Erneuerbare Jobs – Deutlicher Zusammenhang zwischen Beschäftigungseffekten und dem Ausbau der Erneuerbaren

Eine aktuelle Studie der Gesellschaft für Wirtschaftliche Strukturforschung (GWS) zeigt einen starken Zusammenhang zwischen den Beschäftigungseffekten und dem Ausbau der erneuerbaren Energien in den einzelnen Bundesländern.
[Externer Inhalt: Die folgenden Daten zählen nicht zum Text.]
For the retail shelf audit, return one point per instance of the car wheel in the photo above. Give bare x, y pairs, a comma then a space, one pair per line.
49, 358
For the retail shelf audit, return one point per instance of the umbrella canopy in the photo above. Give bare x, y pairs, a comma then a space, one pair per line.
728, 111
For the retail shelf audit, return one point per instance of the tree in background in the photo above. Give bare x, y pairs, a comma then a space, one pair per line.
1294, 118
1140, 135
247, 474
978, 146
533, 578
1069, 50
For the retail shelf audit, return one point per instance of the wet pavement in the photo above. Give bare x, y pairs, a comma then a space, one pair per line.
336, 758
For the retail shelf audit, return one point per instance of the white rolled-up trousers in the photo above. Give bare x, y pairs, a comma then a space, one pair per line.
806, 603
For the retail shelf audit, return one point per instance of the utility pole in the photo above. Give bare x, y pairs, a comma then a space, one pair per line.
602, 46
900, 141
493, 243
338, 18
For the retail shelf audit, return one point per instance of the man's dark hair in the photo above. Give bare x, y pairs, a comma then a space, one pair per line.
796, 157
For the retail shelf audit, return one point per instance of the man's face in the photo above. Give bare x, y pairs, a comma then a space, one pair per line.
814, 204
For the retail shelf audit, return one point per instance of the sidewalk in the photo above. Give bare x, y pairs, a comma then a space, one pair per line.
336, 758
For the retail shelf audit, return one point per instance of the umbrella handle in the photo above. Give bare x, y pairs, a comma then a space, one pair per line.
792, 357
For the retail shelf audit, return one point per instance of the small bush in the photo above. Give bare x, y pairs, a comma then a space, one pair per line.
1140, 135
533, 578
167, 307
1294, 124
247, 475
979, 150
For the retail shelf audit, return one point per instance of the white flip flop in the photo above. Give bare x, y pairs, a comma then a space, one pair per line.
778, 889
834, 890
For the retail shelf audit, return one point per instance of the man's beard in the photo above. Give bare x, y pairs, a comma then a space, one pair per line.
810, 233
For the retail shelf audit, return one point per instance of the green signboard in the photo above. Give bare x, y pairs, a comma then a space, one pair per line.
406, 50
Dabei sind die Effekte durchaus beachtenswert, da bei einem Rückgang oder Zuwachs des Ausbaus der Erneuerbaren immer mehrere Branchen gleichzeitig betroffen sind. So verloren nicht Industrieangestellte im Zuge der vergangenen Solarkrise ihre Jobs sondern auch viele Beschäftigte von Installations- und Handwerksbetrieben. Deshalb wurden die höchsten Beschäftigungsrückgang in der Branche im Süden und der Mitte Deutschlands verzeichnet. Im Gegensatz dazu, profitierten vor allem die nördlichen Bundesländer vom Ausbau der Windkraft, ob an Land oder auf See.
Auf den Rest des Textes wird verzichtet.